Scrapes SOLUS and generates structured data
3 stars 6 forks source link

Scraping from the course catalogue misses some sections #29

Open Graham42 opened 8 years ago

Graham42 commented 8 years ago

Sometimes SOLUS will have sections that are viewable if you use the search, but not if you look from the course catalog. This is really a bug with SOLUS itself, but it would be great if we could somehow get all the data. This might require a step back and thought about how we could scrape sections from the search instead of the course catalog.

At the time of writing, one such course is CISC 101

mystor commented 8 years ago

This has been a problem for a long time, see #27 for some context.

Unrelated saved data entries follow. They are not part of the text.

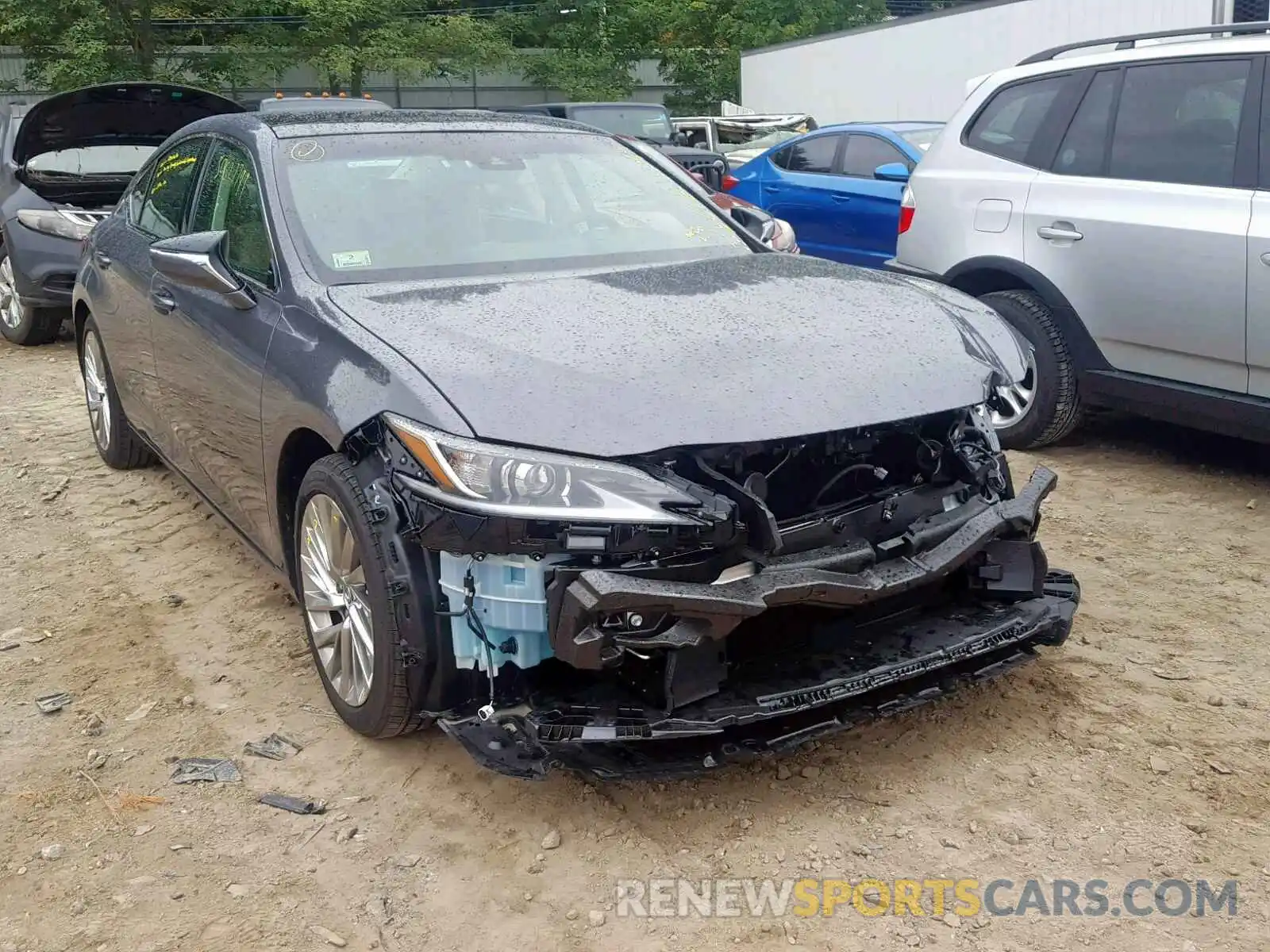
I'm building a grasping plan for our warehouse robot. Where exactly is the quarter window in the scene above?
[1107,60,1253,186]
[189,142,273,287]
[136,138,207,239]
[965,76,1069,163]
[842,135,913,179]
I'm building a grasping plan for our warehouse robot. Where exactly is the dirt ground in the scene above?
[0,341,1270,952]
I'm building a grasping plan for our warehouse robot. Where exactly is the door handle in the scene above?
[1037,222,1084,241]
[150,288,176,313]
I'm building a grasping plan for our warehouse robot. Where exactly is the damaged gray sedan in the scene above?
[75,110,1080,778]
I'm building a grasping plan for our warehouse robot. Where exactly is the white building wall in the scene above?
[741,0,1228,125]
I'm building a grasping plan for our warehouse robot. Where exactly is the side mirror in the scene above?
[728,205,776,245]
[150,231,256,311]
[874,163,912,182]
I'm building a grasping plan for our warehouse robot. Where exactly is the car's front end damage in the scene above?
[348,409,1080,778]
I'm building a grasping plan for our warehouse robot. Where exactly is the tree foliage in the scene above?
[659,0,887,112]
[0,0,894,105]
[0,0,263,90]
[240,0,512,95]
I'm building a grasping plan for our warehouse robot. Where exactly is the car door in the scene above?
[96,136,208,449]
[747,132,846,258]
[840,132,914,268]
[1247,62,1270,397]
[148,138,282,543]
[1024,56,1262,392]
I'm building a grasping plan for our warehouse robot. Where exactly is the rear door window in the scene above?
[842,133,913,179]
[965,75,1071,163]
[772,135,842,175]
[1107,60,1253,186]
[1054,70,1120,175]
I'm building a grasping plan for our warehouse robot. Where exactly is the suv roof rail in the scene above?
[1018,21,1270,66]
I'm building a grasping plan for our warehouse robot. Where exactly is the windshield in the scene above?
[27,146,156,175]
[277,131,751,283]
[569,106,675,142]
[899,125,944,152]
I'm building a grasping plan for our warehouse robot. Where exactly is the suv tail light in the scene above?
[899,186,917,235]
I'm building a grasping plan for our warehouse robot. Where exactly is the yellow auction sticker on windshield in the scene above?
[330,250,371,268]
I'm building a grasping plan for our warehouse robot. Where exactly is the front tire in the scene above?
[0,248,66,347]
[80,317,155,470]
[294,453,425,738]
[979,290,1083,449]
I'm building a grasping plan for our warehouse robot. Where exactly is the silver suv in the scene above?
[887,23,1270,448]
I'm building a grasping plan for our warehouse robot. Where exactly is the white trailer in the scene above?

The CISC 101 problem specifically might be related to #25, which I believe was related to SOLUS getting confused, and putting 121 only under distance studies, even though it is also offered as a course on campus.

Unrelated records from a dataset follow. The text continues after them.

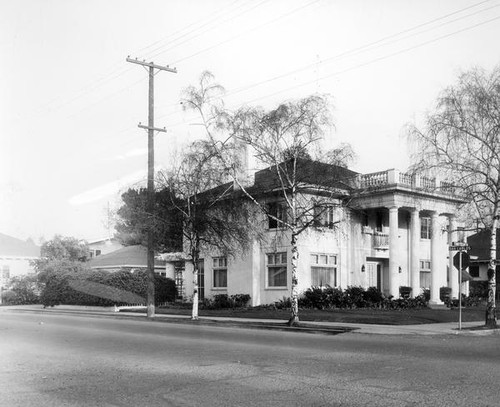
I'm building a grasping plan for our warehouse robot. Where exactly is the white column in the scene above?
[410,208,420,297]
[389,206,399,298]
[430,212,442,304]
[448,215,458,298]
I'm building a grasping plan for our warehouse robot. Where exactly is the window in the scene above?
[469,265,479,277]
[267,252,287,287]
[314,205,337,229]
[420,218,431,239]
[198,259,205,301]
[2,265,10,280]
[420,260,431,289]
[268,202,287,229]
[311,254,337,287]
[375,212,384,232]
[212,257,227,288]
[174,261,185,299]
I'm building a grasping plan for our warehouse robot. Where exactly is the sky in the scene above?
[0,0,500,242]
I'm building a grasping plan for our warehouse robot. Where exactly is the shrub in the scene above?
[40,270,175,306]
[201,294,250,309]
[296,286,428,309]
[364,287,386,307]
[231,294,251,308]
[344,286,366,308]
[2,275,40,305]
[399,286,412,298]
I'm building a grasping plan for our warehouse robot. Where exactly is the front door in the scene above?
[366,263,382,291]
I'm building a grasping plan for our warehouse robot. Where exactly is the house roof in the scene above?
[254,158,358,192]
[88,245,165,268]
[199,158,358,199]
[0,233,40,257]
[467,229,500,261]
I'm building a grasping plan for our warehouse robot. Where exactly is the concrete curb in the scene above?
[0,305,500,336]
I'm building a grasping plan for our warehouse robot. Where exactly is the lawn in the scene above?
[156,307,485,325]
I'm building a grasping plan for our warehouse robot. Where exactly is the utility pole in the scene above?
[127,56,177,318]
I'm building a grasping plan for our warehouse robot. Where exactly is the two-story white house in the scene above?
[167,160,464,306]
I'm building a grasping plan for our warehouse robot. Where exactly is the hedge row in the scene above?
[40,270,176,306]
[292,286,429,309]
[202,294,250,309]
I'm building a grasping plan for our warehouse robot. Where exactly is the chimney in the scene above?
[234,137,253,190]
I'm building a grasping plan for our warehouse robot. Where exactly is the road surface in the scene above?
[0,311,500,407]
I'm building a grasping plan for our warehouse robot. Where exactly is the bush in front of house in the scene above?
[202,294,250,309]
[2,275,40,305]
[40,270,175,306]
[399,285,413,298]
[296,286,428,309]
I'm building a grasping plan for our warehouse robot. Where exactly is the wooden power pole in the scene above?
[127,56,177,318]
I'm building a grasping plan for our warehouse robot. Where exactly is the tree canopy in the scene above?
[408,66,500,326]
[115,188,182,252]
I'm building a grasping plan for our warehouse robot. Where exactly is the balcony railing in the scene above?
[358,169,456,194]
[373,232,389,249]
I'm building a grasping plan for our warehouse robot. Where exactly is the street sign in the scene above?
[453,252,470,271]
[448,242,470,252]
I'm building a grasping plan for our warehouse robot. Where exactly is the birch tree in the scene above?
[159,141,257,320]
[183,72,354,325]
[408,66,500,327]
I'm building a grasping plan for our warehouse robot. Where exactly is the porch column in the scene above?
[410,208,420,297]
[429,212,442,304]
[389,206,399,298]
[448,215,458,298]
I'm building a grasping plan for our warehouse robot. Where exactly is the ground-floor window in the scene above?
[311,253,337,287]
[420,260,431,289]
[2,265,10,280]
[212,257,227,288]
[198,259,205,301]
[267,252,287,287]
[174,261,185,300]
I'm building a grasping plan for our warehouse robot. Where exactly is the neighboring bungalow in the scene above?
[170,160,464,306]
[88,245,166,276]
[467,229,500,281]
[0,233,40,287]
[88,237,123,258]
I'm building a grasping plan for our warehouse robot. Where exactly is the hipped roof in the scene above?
[0,233,40,257]
[467,229,500,261]
[88,245,165,268]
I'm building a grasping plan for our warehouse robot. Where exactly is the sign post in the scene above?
[449,242,470,330]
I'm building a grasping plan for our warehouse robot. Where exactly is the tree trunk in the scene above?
[191,249,200,321]
[485,216,498,328]
[288,230,299,326]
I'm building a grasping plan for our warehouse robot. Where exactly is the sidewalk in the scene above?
[0,305,500,336]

One of the problems with performing a scrape using the search feature, rather than the course catalog, is the 200 section limit imposed on search. Unfortunately, there is no convenient set of criteria which we can choose to consistently search for <200 sections, (problem sections include first year engineering, which often has >200 sections, for example).

That being said, if you come up with a way to consistently perform search scraping instead of course catalog scraping, I'm open to hear more. I'm just not sure that it's a practical goal to have.

Graham42 commented 8 years ago

This has been reported to timetabling through some trusted channels, will update if/when I hear more.

mystor commented 8 years ago

I'm pretty sure that the problem is a technical one on solus' side where courses which are in multiple course careers are only listed once in one course career (presumably the first one alphabetically: "Distance Studies"), which means we don't get everything. I'm not sure how much timetabling can do to fix that without IT's help.

Graham42 commented 8 years ago

I'm hoping it will escalate to IT.